Bard Brawl co-captain Eric Jean and I are asked often one question: did Shakespeare really write all those plays?

Ugh.

Ok maybe two questions.

What’s your favourite play?

Neither of us have one “favourite,” but we both say almost always Othello for tragedy and Merchant of Venice for comedy, and then add a couple more, but none as much as those two.

This meant I did not want to miss and was pumped to check out Bard on the Beach‘s production of the Merchant knowing BOB always pulls out at least one or two truly quality productions per season.

I saw BOB’s production of Merchant in 2003, which was very good.

How is the 2017 production?

Absolutely amazing.

Go see it.

Director Nigel Shawn Williams nailed it, and I walked away thinking, ‘was that the best Shakespeare production I’ve ever seen?”

Merchant is one of the most important plays, and particularly vital in the current xenophobic culture drowning in intolerance of the other and an obsession with sticking to one’s own.

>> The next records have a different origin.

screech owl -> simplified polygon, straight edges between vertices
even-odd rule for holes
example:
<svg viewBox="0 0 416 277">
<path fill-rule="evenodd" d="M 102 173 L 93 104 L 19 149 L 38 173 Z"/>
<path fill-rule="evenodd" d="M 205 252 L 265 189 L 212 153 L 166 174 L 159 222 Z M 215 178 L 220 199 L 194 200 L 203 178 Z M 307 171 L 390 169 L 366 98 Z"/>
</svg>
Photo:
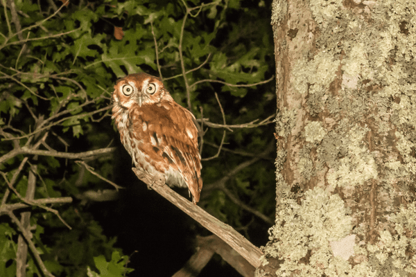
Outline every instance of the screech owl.
<svg viewBox="0 0 416 277">
<path fill-rule="evenodd" d="M 188 187 L 196 204 L 202 179 L 193 115 L 158 78 L 143 73 L 117 80 L 112 104 L 112 119 L 136 168 L 170 186 Z"/>
</svg>

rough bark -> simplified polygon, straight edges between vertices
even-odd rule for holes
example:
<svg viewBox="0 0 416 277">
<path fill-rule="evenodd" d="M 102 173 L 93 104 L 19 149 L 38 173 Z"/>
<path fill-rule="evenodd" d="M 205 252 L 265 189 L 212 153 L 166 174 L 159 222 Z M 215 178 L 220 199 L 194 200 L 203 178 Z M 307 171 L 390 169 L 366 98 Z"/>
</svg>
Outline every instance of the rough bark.
<svg viewBox="0 0 416 277">
<path fill-rule="evenodd" d="M 277 206 L 257 276 L 416 276 L 416 2 L 272 8 Z"/>
</svg>

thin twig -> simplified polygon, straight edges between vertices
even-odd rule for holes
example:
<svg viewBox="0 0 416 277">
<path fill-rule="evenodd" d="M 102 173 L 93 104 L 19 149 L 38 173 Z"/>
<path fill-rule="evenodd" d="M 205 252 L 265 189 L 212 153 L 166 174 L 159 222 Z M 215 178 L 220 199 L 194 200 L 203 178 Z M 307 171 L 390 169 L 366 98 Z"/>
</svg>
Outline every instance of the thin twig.
<svg viewBox="0 0 416 277">
<path fill-rule="evenodd" d="M 12 179 L 10 181 L 11 186 L 13 186 L 15 184 L 15 182 L 16 182 L 17 176 L 19 176 L 19 174 L 20 174 L 20 172 L 23 169 L 24 164 L 26 163 L 26 161 L 28 161 L 28 159 L 29 158 L 28 158 L 27 157 L 25 157 L 23 159 L 23 161 L 21 161 L 21 162 L 20 163 L 20 165 L 19 165 L 19 168 L 17 168 L 17 170 L 16 170 L 15 172 L 15 174 L 13 174 L 13 177 L 12 177 Z M 10 193 L 10 190 L 8 188 L 7 188 L 6 189 L 6 193 L 4 193 L 4 195 L 3 196 L 3 199 L 1 199 L 1 205 L 0 206 L 0 208 L 1 208 L 1 207 L 3 206 L 6 205 L 6 202 L 7 201 L 7 198 L 8 197 L 8 195 Z"/>
<path fill-rule="evenodd" d="M 75 162 L 76 163 L 78 163 L 78 165 L 81 164 L 81 165 L 84 166 L 85 167 L 85 169 L 87 169 L 87 170 L 89 171 L 89 172 L 91 174 L 96 176 L 97 177 L 100 178 L 101 180 L 105 181 L 107 183 L 110 184 L 110 185 L 112 185 L 112 186 L 116 188 L 116 190 L 117 191 L 119 191 L 119 188 L 124 188 L 122 186 L 120 186 L 116 184 L 115 183 L 113 183 L 112 181 L 110 181 L 108 179 L 104 178 L 103 176 L 101 176 L 99 174 L 98 174 L 97 172 L 96 172 L 94 170 L 94 168 L 92 168 L 91 166 L 88 166 L 84 161 L 76 161 Z"/>
<path fill-rule="evenodd" d="M 45 265 L 40 258 L 40 255 L 39 254 L 37 249 L 36 249 L 35 244 L 33 243 L 33 242 L 32 242 L 31 234 L 28 233 L 28 231 L 23 227 L 23 225 L 21 225 L 20 221 L 19 221 L 19 219 L 16 217 L 16 216 L 13 214 L 12 212 L 9 211 L 7 213 L 7 215 L 11 218 L 12 221 L 15 222 L 15 224 L 17 226 L 17 228 L 24 237 L 28 244 L 28 246 L 32 251 L 32 254 L 33 254 L 33 256 L 35 256 L 35 260 L 36 260 L 36 262 L 37 262 L 37 264 L 40 267 L 40 269 L 42 271 L 44 274 L 49 277 L 55 277 L 51 272 L 48 271 L 46 267 L 45 267 Z"/>
<path fill-rule="evenodd" d="M 89 102 L 89 104 L 91 103 L 92 102 Z M 79 105 L 78 107 L 72 109 L 72 110 L 75 110 L 75 109 L 79 109 L 81 106 L 82 105 Z M 21 139 L 21 138 L 28 138 L 28 137 L 33 136 L 34 134 L 36 134 L 39 133 L 40 132 L 46 130 L 47 129 L 50 129 L 51 127 L 57 125 L 59 125 L 60 123 L 62 123 L 63 121 L 65 121 L 65 120 L 67 120 L 69 119 L 71 119 L 71 118 L 78 119 L 78 118 L 85 117 L 85 116 L 92 116 L 92 115 L 94 115 L 95 114 L 98 114 L 98 113 L 101 112 L 103 111 L 106 111 L 106 110 L 110 109 L 111 108 L 112 108 L 111 107 L 105 107 L 103 108 L 101 108 L 101 109 L 96 109 L 95 111 L 91 111 L 91 112 L 89 112 L 89 113 L 87 113 L 87 114 L 76 114 L 75 116 L 68 116 L 68 117 L 62 118 L 62 119 L 60 119 L 60 120 L 58 120 L 58 121 L 56 121 L 56 122 L 55 122 L 53 123 L 51 123 L 51 124 L 49 124 L 47 126 L 43 127 L 42 128 L 37 129 L 36 130 L 33 131 L 33 132 L 27 134 L 26 134 L 24 136 L 16 136 L 13 139 Z M 71 110 L 65 110 L 65 111 L 63 111 L 64 112 L 62 111 L 62 113 L 67 114 L 67 112 L 69 112 L 69 111 L 71 111 Z M 48 118 L 45 121 L 49 120 L 50 119 L 51 119 L 51 118 Z M 5 138 L 3 141 L 8 141 L 8 140 L 9 140 L 8 138 Z"/>
<path fill-rule="evenodd" d="M 4 5 L 4 6 L 5 6 L 5 7 L 6 7 L 6 5 Z M 22 29 L 22 30 L 21 30 L 20 31 L 15 33 L 15 34 L 13 34 L 13 35 L 9 36 L 9 37 L 8 37 L 8 39 L 6 40 L 6 42 L 4 42 L 4 44 L 3 44 L 3 45 L 2 45 L 2 46 L 0 47 L 0 49 L 3 48 L 3 47 L 8 46 L 9 46 L 9 45 L 12 45 L 12 44 L 19 44 L 19 43 L 21 43 L 21 42 L 25 42 L 25 41 L 24 40 L 24 41 L 14 42 L 10 43 L 10 44 L 6 44 L 7 41 L 8 41 L 9 39 L 10 39 L 11 38 L 12 38 L 12 37 L 15 37 L 15 35 L 19 35 L 19 33 L 23 33 L 23 32 L 24 32 L 24 31 L 26 31 L 26 30 L 28 30 L 33 29 L 33 28 L 36 28 L 36 27 L 37 27 L 37 26 L 41 26 L 42 24 L 44 24 L 44 22 L 46 22 L 46 21 L 47 21 L 48 20 L 49 20 L 50 19 L 51 19 L 52 17 L 53 17 L 55 15 L 56 15 L 56 14 L 57 14 L 58 12 L 59 12 L 59 11 L 60 11 L 60 10 L 61 10 L 61 9 L 62 9 L 62 8 L 64 6 L 64 4 L 62 4 L 62 5 L 61 5 L 61 6 L 59 8 L 59 9 L 58 9 L 58 10 L 56 10 L 56 11 L 55 11 L 55 12 L 53 14 L 52 14 L 52 15 L 50 15 L 49 17 L 48 17 L 45 18 L 45 19 L 43 19 L 43 20 L 41 20 L 40 21 L 39 21 L 39 22 L 37 22 L 37 23 L 36 23 L 36 24 L 35 24 L 34 25 L 30 26 L 28 26 L 28 27 L 26 27 L 26 28 L 25 28 L 24 29 Z M 7 16 L 7 15 L 6 15 L 6 16 Z M 80 29 L 80 27 L 78 29 Z M 72 30 L 71 32 L 74 32 L 74 31 L 76 31 L 76 30 L 78 30 L 78 29 L 76 29 L 76 30 Z M 11 32 L 11 29 L 10 29 L 10 34 L 12 33 L 12 32 Z M 64 33 L 61 33 L 61 34 L 58 34 L 58 35 L 64 35 Z M 47 39 L 47 38 L 49 38 L 49 37 L 39 37 L 38 39 Z"/>
<path fill-rule="evenodd" d="M 196 120 L 198 122 L 204 122 L 204 124 L 205 124 L 208 127 L 211 127 L 213 128 L 225 128 L 229 131 L 232 132 L 232 128 L 235 128 L 235 129 L 241 129 L 241 128 L 255 128 L 257 127 L 259 127 L 259 126 L 262 126 L 262 125 L 266 125 L 268 124 L 270 124 L 272 123 L 273 121 L 272 120 L 270 120 L 271 118 L 274 118 L 275 116 L 275 114 L 272 114 L 271 116 L 268 116 L 267 118 L 261 120 L 260 123 L 256 123 L 256 122 L 259 121 L 259 119 L 256 119 L 254 120 L 251 122 L 249 122 L 248 123 L 243 123 L 243 124 L 234 124 L 234 125 L 225 125 L 223 124 L 217 124 L 217 123 L 213 123 L 211 122 L 208 121 L 207 118 L 203 118 L 203 119 L 197 119 Z"/>
<path fill-rule="evenodd" d="M 272 78 L 268 80 L 256 82 L 254 84 L 231 84 L 231 83 L 229 83 L 227 82 L 220 81 L 219 80 L 205 79 L 205 80 L 200 80 L 199 81 L 195 82 L 193 84 L 191 84 L 190 87 L 191 88 L 191 87 L 197 85 L 198 84 L 200 84 L 201 82 L 219 82 L 220 84 L 223 84 L 228 87 L 255 87 L 259 84 L 266 84 L 267 82 L 269 82 L 273 80 L 274 79 L 275 79 L 275 76 L 272 76 Z"/>
<path fill-rule="evenodd" d="M 47 207 L 46 206 L 43 206 L 43 205 L 40 205 L 38 204 L 35 202 L 33 202 L 31 200 L 28 200 L 26 199 L 24 197 L 23 197 L 20 193 L 19 193 L 19 192 L 15 188 L 13 188 L 12 186 L 10 186 L 10 182 L 8 181 L 8 180 L 7 179 L 7 176 L 6 175 L 6 173 L 1 172 L 0 171 L 0 175 L 1 175 L 3 176 L 3 178 L 4 178 L 4 180 L 6 181 L 6 183 L 8 184 L 9 189 L 10 189 L 13 193 L 15 193 L 15 194 L 16 195 L 16 196 L 17 196 L 17 197 L 19 197 L 19 199 L 22 201 L 23 202 L 29 204 L 29 205 L 33 205 L 33 206 L 37 206 L 40 208 L 42 208 L 49 212 L 51 212 L 53 214 L 55 214 L 55 215 L 56 215 L 58 217 L 58 218 L 60 219 L 60 220 L 64 224 L 64 225 L 65 225 L 67 227 L 68 227 L 69 229 L 72 229 L 72 228 L 64 220 L 64 219 L 60 216 L 60 215 L 59 214 L 59 212 L 55 209 L 53 209 L 51 208 Z"/>
<path fill-rule="evenodd" d="M 152 28 L 152 35 L 153 35 L 153 41 L 155 42 L 155 52 L 156 53 L 156 64 L 157 64 L 157 71 L 159 71 L 159 77 L 163 82 L 163 76 L 160 70 L 160 64 L 159 64 L 159 49 L 157 48 L 157 41 L 156 40 L 156 35 L 153 30 L 153 23 L 150 21 L 150 28 Z"/>
<path fill-rule="evenodd" d="M 3 163 L 4 161 L 7 161 L 9 159 L 11 159 L 15 156 L 17 156 L 20 154 L 28 154 L 31 155 L 39 155 L 39 156 L 49 156 L 49 157 L 55 157 L 57 158 L 64 158 L 64 159 L 87 159 L 89 158 L 92 156 L 101 155 L 104 154 L 111 153 L 116 150 L 116 148 L 101 148 L 97 149 L 96 150 L 90 150 L 86 152 L 81 152 L 79 153 L 68 153 L 64 152 L 58 152 L 58 151 L 50 151 L 50 150 L 37 150 L 35 149 L 28 148 L 27 147 L 22 147 L 19 149 L 15 149 L 12 151 L 10 151 L 6 155 L 0 157 L 0 164 Z"/>
<path fill-rule="evenodd" d="M 220 102 L 220 99 L 218 98 L 218 95 L 217 94 L 217 93 L 215 93 L 215 98 L 217 100 L 217 102 L 218 102 L 218 105 L 220 106 L 220 109 L 221 110 L 221 114 L 223 115 L 223 122 L 224 123 L 224 125 L 227 125 L 227 122 L 225 121 L 225 114 L 224 113 L 224 109 L 223 109 L 223 106 L 221 106 L 221 102 Z M 224 130 L 224 133 L 223 134 L 223 138 L 221 139 L 221 143 L 220 144 L 220 147 L 218 148 L 218 151 L 217 152 L 217 153 L 209 157 L 209 158 L 205 158 L 205 159 L 202 159 L 202 161 L 209 161 L 213 159 L 216 159 L 217 158 L 219 155 L 220 153 L 221 152 L 221 148 L 223 148 L 223 144 L 224 144 L 224 141 L 225 140 L 225 130 Z"/>
<path fill-rule="evenodd" d="M 42 198 L 32 200 L 32 202 L 37 205 L 45 205 L 48 204 L 65 204 L 72 202 L 72 197 Z M 0 207 L 0 215 L 12 211 L 19 210 L 31 206 L 32 205 L 27 203 L 6 204 Z"/>
<path fill-rule="evenodd" d="M 162 180 L 155 181 L 154 178 L 152 178 L 153 177 L 149 174 L 137 168 L 132 169 L 137 178 L 146 184 L 148 186 L 152 187 L 155 192 L 193 218 L 204 227 L 220 238 L 254 267 L 257 268 L 260 266 L 261 262 L 260 257 L 263 255 L 261 251 L 229 225 L 221 222 L 200 207 L 185 199 L 168 186 L 166 186 Z"/>
</svg>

Williams’ modern day Italy style replete with drunk, loud hipster douchebags completely self-involved cackling at others’ misfortunes and gobbling up their misogyny and racism like a gaggle of entitled rich kids in a boarding school is completely appropriate and completely successful.

Edward Foy as Antonio gets the plays first lines:

“In sooth, I know not why I am so sad,

It wearies me; you say it wearies you;

but how I caught it, found it, or came by it,

What stuff ’tis made of, whereof it is born,

I am to learn;

and such a want wit sadness makes of me,

that I have much ado to know myself,” I,i

Every production I’ve seen (including BOB’s 2003 one) sets Antonio as melancholy, thoughtful and tortured, but Williams does not.

Antonio is an asshole here.

This choice, to play Antonio thus, is the first of many excellent choices in a great production.

Short break for a plot rundown:

Antonio is sad, loans his friend Bassanio (Charlie Gallant) money to woo a pretty orphan named Portia (Olivia Hunt). Antonio doesn’t have the money on him so he borrows it from the Jew Shylock (Warren Kimmel), who says, ‘sure man. You can have it, and if you forfeit the bond I won’t even ask for the money, just a pound of your flesh.’ Antonio says sure, loses all his money, and…. Well, go see the play.

Kimmel steals the show. As Shylock, he is stoic and honourable and powerful, while also being tragic and sympathetic and vulnerable. He chews up ever scene with grace and understated rage.

The audience is struck silent when Gratiano (Kamyar Pazandeh) spits in his face.

Warren Kimmel as Skylock is outstanding in Bard on the Beach’s 2017 production. (photo, David Blue)

The dichotomy between the douches and Shylock is incredible and unnerving to watch. There are few moments of comedy in this “comedy,” and more a growing rage at a dominant class of people stomping on those of an other group.

Shakespeare plays often mirror the current climates, as seen in this Merchant or Public Theater’s Donald Trump style Julius Caesar in Central Park. It’s one reason the bard endures. Count on Othello and King Lear productions popping up very soon.

Then there is the “love story” in Merchant.

Thank you, thank you, thank you Williams for recognizing what a sick and twisted world it is that produces a situation where a Portia’s status, money, house, and identity will be taken from her because of a test her father concocted.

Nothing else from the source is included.